Now, since we wanted a bit of old-school curry house, we also expected to see another old favourite section on the menu, "English Dishes."
It amazes me that today there are still people who go to an Indian restaurant and can't find themselves anything to eat amongst the 'foreign muck', so plump for a mushroom omelette or chicken & chips.

But nonetheless, you still see these dishes available on most old-school menus and people must thus be ordering them. Each to their very backwards own.

But something even more unusual than egg & chips caught my dining partner's eye on this section of Bad Tandoori's menu. See if you can spot it from the below picture.
English Dishes: Unnecessary.
Yes, that's right - it's number 105 - "Spaghetti Hoops in Tomato Sauce".

My friend enquired, tongue-firmly-in-cheek of course, if the spaghetti hoops were served on toast?
"No", was the blunt answer from the waiter. I informed my friend that it clearly said that the "English & Continental" dishes were served with chips, peas & tomatoes, if he had read the menu.

But the waiter then corrected me - "No, only the omelette comes with these."
My friend continued - "So, it's just a bowl of spaghetti hoops?
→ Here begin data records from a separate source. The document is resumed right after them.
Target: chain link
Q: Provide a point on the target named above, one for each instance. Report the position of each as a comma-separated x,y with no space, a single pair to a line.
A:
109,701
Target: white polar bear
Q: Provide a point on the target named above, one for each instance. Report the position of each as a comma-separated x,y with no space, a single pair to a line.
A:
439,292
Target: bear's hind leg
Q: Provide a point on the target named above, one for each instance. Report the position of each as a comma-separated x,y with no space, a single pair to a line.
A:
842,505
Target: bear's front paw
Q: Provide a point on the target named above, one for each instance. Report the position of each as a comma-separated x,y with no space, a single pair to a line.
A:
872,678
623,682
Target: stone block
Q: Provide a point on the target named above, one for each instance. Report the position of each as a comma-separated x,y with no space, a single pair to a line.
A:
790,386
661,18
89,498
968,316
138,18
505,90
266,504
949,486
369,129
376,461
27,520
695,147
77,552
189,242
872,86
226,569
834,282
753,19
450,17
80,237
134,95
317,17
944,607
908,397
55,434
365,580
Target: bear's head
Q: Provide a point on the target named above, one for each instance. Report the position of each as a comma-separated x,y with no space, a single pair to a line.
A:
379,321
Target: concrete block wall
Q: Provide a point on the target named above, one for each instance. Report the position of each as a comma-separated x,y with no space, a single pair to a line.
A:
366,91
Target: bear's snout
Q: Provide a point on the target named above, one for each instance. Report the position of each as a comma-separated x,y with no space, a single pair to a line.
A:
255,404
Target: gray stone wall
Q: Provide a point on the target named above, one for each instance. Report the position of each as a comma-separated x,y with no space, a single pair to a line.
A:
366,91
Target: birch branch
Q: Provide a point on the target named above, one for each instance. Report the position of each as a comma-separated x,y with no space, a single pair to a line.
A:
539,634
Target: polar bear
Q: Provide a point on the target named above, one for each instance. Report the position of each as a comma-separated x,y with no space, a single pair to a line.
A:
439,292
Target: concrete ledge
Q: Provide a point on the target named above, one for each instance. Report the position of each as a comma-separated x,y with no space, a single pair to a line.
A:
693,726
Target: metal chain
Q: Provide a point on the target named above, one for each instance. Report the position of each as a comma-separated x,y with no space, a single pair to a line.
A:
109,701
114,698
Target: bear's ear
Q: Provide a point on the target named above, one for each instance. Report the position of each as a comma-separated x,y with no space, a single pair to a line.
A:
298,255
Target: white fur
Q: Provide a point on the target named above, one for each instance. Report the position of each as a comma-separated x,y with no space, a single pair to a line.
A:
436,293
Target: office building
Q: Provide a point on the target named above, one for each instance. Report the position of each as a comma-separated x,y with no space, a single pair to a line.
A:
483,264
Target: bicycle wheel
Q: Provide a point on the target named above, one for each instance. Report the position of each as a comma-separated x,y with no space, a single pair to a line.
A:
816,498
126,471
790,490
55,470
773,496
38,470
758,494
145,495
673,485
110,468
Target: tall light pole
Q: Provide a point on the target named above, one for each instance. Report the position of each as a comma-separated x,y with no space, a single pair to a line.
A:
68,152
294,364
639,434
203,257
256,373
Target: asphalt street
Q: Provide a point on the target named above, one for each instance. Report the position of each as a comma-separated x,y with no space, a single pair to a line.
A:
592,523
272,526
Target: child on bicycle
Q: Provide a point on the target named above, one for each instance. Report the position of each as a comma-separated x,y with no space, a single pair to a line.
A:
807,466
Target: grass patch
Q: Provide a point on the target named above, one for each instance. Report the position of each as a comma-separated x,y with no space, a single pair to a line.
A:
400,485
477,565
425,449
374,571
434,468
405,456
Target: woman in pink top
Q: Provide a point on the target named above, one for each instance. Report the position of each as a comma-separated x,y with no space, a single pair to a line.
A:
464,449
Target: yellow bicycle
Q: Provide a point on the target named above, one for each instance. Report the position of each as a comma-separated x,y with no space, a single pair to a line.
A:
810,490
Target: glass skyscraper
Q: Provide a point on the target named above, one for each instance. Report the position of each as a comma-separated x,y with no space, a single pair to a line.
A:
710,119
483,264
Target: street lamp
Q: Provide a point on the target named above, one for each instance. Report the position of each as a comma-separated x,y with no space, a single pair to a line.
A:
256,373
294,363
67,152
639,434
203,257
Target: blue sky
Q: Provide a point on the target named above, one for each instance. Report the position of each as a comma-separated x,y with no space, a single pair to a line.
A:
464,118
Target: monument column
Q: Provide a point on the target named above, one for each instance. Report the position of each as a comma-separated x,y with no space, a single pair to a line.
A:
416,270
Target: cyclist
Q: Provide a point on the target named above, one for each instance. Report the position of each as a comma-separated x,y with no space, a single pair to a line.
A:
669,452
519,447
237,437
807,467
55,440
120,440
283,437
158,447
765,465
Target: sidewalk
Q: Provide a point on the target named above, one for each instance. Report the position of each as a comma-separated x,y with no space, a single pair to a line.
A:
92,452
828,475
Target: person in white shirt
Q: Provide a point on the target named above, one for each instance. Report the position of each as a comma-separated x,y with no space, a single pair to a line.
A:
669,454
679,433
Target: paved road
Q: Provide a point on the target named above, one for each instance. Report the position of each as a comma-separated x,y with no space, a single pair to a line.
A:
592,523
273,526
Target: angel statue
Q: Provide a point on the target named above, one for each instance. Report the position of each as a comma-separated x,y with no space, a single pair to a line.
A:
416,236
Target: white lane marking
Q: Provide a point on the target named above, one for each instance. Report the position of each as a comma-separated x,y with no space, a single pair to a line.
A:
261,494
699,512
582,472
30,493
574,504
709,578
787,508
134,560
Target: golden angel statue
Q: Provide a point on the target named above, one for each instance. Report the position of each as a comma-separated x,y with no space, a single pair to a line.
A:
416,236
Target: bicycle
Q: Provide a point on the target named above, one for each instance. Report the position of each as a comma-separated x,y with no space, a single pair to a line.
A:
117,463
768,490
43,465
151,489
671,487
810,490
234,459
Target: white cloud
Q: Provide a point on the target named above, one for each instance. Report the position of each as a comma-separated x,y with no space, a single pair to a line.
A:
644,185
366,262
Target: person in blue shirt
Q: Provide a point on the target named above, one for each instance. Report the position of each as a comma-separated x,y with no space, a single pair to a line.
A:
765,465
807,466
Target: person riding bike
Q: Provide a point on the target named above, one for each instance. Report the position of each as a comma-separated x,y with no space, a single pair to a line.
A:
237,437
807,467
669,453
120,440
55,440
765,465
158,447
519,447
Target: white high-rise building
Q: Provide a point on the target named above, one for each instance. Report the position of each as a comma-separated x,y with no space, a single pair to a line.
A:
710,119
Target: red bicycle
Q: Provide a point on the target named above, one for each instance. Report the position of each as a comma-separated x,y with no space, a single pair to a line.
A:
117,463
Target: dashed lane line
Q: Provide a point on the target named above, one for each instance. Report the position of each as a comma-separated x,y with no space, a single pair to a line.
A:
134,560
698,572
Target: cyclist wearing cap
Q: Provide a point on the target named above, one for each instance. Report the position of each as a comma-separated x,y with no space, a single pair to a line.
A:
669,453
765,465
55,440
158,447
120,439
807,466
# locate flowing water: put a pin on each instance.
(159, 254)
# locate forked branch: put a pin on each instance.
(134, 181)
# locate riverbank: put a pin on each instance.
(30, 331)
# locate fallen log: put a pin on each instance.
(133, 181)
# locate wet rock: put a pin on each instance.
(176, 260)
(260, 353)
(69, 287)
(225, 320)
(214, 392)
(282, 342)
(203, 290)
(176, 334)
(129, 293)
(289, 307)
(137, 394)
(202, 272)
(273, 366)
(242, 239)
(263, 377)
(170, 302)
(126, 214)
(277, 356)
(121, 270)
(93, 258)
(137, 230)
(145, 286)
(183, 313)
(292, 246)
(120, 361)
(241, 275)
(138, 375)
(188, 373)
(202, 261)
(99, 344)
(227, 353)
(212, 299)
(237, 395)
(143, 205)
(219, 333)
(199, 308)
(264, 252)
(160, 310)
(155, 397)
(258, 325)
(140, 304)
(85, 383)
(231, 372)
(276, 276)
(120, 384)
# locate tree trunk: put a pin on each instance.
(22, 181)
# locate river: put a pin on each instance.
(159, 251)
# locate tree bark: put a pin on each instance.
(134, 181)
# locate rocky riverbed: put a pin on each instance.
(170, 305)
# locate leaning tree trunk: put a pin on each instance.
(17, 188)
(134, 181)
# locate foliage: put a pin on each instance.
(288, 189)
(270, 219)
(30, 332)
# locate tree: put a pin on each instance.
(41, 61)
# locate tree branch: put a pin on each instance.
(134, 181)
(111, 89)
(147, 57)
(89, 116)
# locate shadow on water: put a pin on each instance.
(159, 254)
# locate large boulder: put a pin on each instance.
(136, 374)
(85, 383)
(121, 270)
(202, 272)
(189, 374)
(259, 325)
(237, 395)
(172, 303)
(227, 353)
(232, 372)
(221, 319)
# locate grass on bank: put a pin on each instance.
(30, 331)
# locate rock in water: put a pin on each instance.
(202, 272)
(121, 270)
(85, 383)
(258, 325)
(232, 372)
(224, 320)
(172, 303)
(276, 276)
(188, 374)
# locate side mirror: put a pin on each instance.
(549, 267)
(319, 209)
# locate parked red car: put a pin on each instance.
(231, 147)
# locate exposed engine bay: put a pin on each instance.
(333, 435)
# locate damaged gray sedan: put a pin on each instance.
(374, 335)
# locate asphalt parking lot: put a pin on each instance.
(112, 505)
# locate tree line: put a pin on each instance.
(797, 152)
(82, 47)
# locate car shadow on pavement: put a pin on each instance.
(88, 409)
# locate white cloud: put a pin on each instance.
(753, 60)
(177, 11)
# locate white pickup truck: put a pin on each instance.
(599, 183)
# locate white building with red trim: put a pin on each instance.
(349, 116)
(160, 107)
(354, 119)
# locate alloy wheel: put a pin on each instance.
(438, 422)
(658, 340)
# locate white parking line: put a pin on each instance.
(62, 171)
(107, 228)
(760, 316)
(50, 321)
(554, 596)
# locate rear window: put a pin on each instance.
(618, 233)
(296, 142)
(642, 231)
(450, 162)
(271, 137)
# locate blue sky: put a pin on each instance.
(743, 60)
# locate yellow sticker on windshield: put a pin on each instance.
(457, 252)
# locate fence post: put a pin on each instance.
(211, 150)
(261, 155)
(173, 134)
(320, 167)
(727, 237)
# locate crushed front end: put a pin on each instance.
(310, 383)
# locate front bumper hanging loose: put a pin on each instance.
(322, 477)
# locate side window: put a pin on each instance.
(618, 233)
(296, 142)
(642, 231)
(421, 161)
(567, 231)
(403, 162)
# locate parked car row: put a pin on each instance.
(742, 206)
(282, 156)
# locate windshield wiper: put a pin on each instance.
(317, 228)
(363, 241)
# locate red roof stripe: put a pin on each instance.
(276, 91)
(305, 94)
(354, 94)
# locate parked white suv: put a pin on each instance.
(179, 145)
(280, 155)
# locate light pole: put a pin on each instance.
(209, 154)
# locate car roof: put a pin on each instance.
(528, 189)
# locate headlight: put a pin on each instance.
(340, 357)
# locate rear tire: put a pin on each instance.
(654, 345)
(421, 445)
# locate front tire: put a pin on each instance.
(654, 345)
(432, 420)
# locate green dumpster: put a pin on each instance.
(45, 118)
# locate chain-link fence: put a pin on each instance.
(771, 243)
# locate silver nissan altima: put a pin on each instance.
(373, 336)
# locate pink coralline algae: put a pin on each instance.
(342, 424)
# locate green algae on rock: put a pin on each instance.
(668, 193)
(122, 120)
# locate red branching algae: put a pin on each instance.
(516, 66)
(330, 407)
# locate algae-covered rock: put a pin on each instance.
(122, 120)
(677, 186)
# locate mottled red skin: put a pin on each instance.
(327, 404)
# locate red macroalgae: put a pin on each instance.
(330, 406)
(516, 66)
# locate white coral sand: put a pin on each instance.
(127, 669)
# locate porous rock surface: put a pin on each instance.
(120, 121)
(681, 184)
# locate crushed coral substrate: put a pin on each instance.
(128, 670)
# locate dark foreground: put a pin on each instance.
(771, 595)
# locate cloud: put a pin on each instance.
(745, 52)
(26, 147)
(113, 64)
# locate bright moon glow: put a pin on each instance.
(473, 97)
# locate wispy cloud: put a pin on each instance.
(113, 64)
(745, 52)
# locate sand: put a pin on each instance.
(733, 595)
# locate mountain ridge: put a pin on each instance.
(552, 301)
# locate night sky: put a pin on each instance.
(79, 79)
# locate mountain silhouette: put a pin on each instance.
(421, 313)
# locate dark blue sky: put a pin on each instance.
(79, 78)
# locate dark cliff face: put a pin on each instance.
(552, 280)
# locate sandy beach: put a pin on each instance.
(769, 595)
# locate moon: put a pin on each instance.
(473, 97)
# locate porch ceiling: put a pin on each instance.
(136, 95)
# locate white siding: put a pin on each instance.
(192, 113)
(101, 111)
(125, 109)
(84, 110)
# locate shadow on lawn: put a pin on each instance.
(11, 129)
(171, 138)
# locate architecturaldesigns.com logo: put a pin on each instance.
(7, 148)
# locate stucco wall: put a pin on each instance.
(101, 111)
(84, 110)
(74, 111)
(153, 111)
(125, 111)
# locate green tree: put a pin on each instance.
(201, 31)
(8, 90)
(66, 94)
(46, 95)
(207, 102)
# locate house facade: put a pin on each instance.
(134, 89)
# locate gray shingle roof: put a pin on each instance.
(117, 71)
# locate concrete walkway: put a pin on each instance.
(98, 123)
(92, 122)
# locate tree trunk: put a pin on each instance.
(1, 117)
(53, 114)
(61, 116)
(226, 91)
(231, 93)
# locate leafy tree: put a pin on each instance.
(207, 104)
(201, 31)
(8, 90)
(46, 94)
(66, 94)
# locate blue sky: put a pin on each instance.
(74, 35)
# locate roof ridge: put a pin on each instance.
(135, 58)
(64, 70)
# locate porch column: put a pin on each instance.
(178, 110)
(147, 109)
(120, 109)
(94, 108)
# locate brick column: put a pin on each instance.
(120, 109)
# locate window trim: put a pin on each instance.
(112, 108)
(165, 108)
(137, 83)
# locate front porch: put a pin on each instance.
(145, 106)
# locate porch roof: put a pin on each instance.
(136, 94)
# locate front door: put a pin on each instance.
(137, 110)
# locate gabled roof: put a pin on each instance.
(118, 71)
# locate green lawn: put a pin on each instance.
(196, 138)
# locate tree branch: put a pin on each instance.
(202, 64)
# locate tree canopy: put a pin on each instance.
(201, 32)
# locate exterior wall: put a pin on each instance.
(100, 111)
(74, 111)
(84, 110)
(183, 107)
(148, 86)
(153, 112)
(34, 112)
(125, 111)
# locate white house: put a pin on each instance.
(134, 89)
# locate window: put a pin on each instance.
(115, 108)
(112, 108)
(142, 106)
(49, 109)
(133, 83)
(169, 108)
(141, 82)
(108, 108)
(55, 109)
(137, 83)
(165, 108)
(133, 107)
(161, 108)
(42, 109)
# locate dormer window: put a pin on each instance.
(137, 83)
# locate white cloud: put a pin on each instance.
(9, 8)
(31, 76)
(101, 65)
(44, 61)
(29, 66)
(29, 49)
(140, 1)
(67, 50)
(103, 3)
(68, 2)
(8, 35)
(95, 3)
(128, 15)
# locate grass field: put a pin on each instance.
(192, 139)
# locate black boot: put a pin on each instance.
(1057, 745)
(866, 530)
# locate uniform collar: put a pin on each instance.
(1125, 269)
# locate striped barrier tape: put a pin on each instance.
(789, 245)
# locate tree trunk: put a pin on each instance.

On it's own?"
"Yes sir."

Hmmm. So your £4.95 bought you a microwaved bowl of spaghetti hoops in tomato sauce, probably purchased from Lidl 2 years ago for 20p.

Given their curries were quite reasonably priced, we didn't like the idea they might be working to the same profit margins on the meat they were buying. So we slinked out. Always an embarrassing thing to do, but thankfully this time not because I realised I couldn't afford it.

The table next to us heard the whole conversation. Clearly not appreciating they might about to be fed maggot-infected meat and rotting onions, they gave us very funny looks as we left.

That this conversation with the waiter about spaghetti hoops had caused us to reject the entire establishment obviously bemused them. They probably wondered why we were so precious about spaghetti hoops, and thinking if we wanted spaghetti hoops on toast, why we had come into an Indian Restaurant?

One thing I do regret is that we didn't really give Bad Tandoori a chance. An Indian Restaurant should not really be judged on it's spaghetti hoops. Plus we didn't even try their spaghetti hoops. They might have been really nice. And I quite like spaghetti hoops to be honest.

Around the corner though, we soon found another establishment - the Tavistock Tandoori. This one had all the old classics, plus a very tasty chef's special that I lapped up gratefully.
Good Tandoori: Good.
It was actually a really, really great curry. I'd recommend it to anyone. Except if you were looking for spaghetti hoops. They didn't have spaghetti hoops in the Tavistock Tandoori.

If you are looking for spaghetti hoops as a curry accompaniment, your quest is on to discover the real name of Bad Tandoori. I won't be telling you where it is.
 
One day when I'm feeling flush, I may return to Bad Tandoori and order the spaghetti hoops just for the hell of it.